Extensions to the repetitive branch and bound algorithm for globally optimal clusterwise regression

doi:10.1016/j.cor.2012.02.007

Computers & Operations Research

Volume 39, Issue 11, November 2012, Pages 2748-2762

https://doi.org/10.1016/j.cor.2012.02.007 Get rights and content

Abstract

A branch and bound strategy is proposed for solving the clusterwise regression problem, extending Brusco's repetitive branch and bound algorithm (RBBA). The resulting strategy relies upon iterative heuristic optimization, new ways of observation sequencing, and branch and bound optimization of a limited number of ending subsets. These three key features lead to significantly faster optimization of the complete set and the strategy has more general applications than only for clusterwise regression. Additionally, an efficient implementation of incremental calculations within the branch and bound search algorithm eliminates most of the redundant ones. Experiments using both real and synthetic data compare the various features of the proposed optimization algorithm and contrasts them against a benchmark mixed logical-quadratic programming formulation optimized by CPLEX. The results indicate that all components of the proposed algorithm provide significant improvements in processing times, and, when combined, generally provide the best performance, significantly outperforming CPLEX.

Introduction

Clusterwise regression is a clustering technique where multiple lines or hyperplanes are fit to mutually exclusive subsets of a dataset such that the sum of squared errors (SSE) from each observation to its cluster's line is minimized [1], [2], [3]. The term line will be used in this paper for both line and hyperplane. Clusterwise regression has relevance to such areas as spline estimation, utility function clustering and response based segmentations of customers, markets, regions, subjects, strategies or investors [1], [2], [3], [4], [5]. Optimization for clusterwise regression is considered “a tough combinatorial optimization problem” [4], and it appears that the only currently known feasible method for global optimization is by mixed logical-quadratic programming (MLQP) [6].

A new paradigm, the repetitive branch and bound algorithm (RBBA) has recently been proposed by Brusco and Stahl for clustering, seriation and variable selection [7], [8]. It works by sequencing the data and optimizing by branch and bound (BB) a series of problems corresponding to ending subsets with one more observation at a time [8]. An ending subset is a sequential subset of observations whose last observation is also the last observation of the complete set.

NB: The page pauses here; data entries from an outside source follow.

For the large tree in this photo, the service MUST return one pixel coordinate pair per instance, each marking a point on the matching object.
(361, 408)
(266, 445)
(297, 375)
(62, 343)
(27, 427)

Values of the solved problems are used to strengthen the lower bounds of the search at the current iteration. Building on this previous work, the present paper proposes an extended branch and bound strategy which combines iterative heuristic optimization, new ways of sequencing the observations, and branch and bound optimization of a limited number of ending subsets. These three key features lead to significantly faster optimization of the complete set and the strategy has more general applications than only for clusterwise regression.

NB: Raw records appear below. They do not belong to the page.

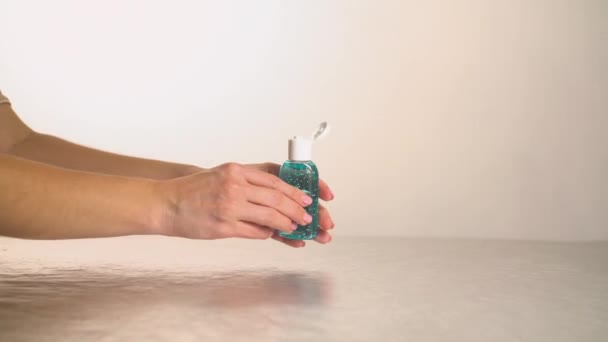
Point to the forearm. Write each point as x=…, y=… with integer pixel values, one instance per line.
x=51, y=150
x=39, y=201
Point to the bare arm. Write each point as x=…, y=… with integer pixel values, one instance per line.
x=53, y=189
x=19, y=140
x=41, y=201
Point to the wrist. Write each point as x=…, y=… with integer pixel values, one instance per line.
x=186, y=170
x=165, y=208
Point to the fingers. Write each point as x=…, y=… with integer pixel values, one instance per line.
x=277, y=200
x=325, y=221
x=250, y=230
x=325, y=192
x=323, y=237
x=271, y=168
x=266, y=217
x=289, y=242
x=267, y=180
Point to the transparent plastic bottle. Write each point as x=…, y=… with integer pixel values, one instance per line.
x=300, y=171
x=303, y=174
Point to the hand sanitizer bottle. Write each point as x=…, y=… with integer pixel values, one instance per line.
x=300, y=171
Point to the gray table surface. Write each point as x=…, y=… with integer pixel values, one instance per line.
x=355, y=289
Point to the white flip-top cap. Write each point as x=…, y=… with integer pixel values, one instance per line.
x=300, y=148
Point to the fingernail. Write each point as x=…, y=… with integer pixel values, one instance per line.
x=306, y=199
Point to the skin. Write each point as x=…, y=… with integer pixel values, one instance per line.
x=54, y=189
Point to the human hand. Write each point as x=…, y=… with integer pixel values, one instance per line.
x=234, y=200
x=325, y=221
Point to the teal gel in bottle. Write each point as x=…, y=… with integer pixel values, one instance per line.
x=301, y=172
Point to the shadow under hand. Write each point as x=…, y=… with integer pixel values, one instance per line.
x=102, y=301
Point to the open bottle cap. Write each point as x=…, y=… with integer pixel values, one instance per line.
x=300, y=148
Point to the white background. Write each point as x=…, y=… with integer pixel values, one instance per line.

Clusterwise regression is a cubic optimization problem defined by the number of clusters (K), the number of independent dimensions (D), and the number of observations (O). The iterators are for a cluster (k∈{1,…,K}), an independent dimension (d∈{1,…,D}), and an observation (o∈{1,…,O}). The model parameters are the independent variable for an observation and dimension (x_od) and the dependent variable for an observation (y_o). The model variables are the cluster assignment of an observation to a cluster (z_ok), the regression coefficient (aka β) for a dimension of a cluster (b_dk) and the error for an observation of a cluster (e_ok). The cubic model is as follows: $SSE = \min \sum_{k = 1}^{K} \sum_{o = 1}^{O} (z_{o k} e_{o k}^{2})$ $s . t . \sum_{d = 1}^{D} (b_{d k} x_{o d}) + e_{o k} = y_{o} o = 1, \dots, O, k = 1, \dots, K$ $\sum_{k = 1}^{K} z_{o k} = 1 o = 1, \dots, O$ $z_{o k} \in {0, 1} o = 1, \dots, O, k = 1, \dots, K$

The objective (1) is the minimization of the sum over all clusters of the sum of squared errors (SSE) for their observations relative to their regression line. The constraint (2) fits the regression lines to the data by adjusting the coefficient and error terms. An observation can only be assigned to one cluster at a time (3) and the cluster assignment is binary (4). This formulation does not explicitly require an intercept but it can be included in the model simply by adding a variable to the data with a constant of one. All models in this paper include an intercept, thus D is always one more than the number of independent variables in the original dataset. Since there are K^O possible clustering configurations and since there is a minimum of D²O regression computations [9] to perform per clustering configuration, the enumeration of the complete problem search space requires at least K^OD²O operations.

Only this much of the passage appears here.